The problem is even worse for vape pens, thanks to their unrecyclable electronic batteries. You can throw your vape in the recycling bin, but it is electronic waste that will not ultimately be recycled.
“For whole pens and batteries, [recycling] is a no-go,” says Ryan Miller, director of operations at vape pen manufacturer OMG Farms. “The lithium-ion battery requires these items be taken directly to a hazardous waste collection point that is capable of processing these types of batteries.”
OMG Farms makes a disposable, all-in-one vape device called The Rooster that is both a pen and a cartridge combined. Disposable vape pens are super-popular for their convenience. But they also have the obvious Keurig coffee-pod problem of not being recyclable, and their batteries and coils are pure electronic waste.
Miller has been on the vape pen recycling soapbox since The Rooster arrived on dispensary shelves last year. Like Bloom Farms, OMG Farms used to offer collection boxes at participating pot shops, and would then refurbish discarded pens.

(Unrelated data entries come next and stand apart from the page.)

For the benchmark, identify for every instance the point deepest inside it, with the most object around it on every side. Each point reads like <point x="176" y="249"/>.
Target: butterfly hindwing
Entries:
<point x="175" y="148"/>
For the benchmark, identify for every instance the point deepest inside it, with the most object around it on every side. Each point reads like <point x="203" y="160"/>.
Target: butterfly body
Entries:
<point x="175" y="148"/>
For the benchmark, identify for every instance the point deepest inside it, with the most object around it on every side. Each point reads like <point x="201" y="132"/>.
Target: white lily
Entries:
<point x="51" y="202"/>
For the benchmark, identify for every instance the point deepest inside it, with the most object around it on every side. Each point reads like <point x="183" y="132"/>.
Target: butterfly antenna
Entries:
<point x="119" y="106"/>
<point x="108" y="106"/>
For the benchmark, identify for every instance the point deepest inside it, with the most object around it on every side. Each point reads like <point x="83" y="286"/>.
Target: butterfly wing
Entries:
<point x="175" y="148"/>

But that process was rendered illegal when new regulations kicked in at the start of the year, preventing dispensaries from accepting their used empty containers.
“When the rules came out, they effectively prevented recycling,” Miller tells us.
Manufacturers are still lobbying the California Bureau of Cannabis Control to re-legalize the collection box programs. The drop boxes are only a start, and vape pen companies know that they will have to offer incentives to get consumers and dispensaries to use them.
Under OMG Farms’ current proposal to the state, the pen maker would take 25 cents off a dispensary’s next order for every one of their pens recycled, and 10 cents off for competitors’ recycled pens. Recycling customers would get “one square meter of rainforest” saved in their name through an OMG Farms nonprofit donation.
These incentives may sound quirky, but the cannabis industry is no longer allowed to offer “freebies” to entice consumer behavior. And if these recycling programs ever came to fruition, they would come with loads more red tape detailing obscure requirements for lockboxes, record-keeping, and “chain of custody” issues.
But the genie is out of the bottle, and cannabis vaping is here to stay. Some industry forces are trying to be responsible about recycling practices, even as state regulators shoot down their ideas. Brighter minds will probably eventually prevail, but the first year of legal cannabis vaping has been a solid waste.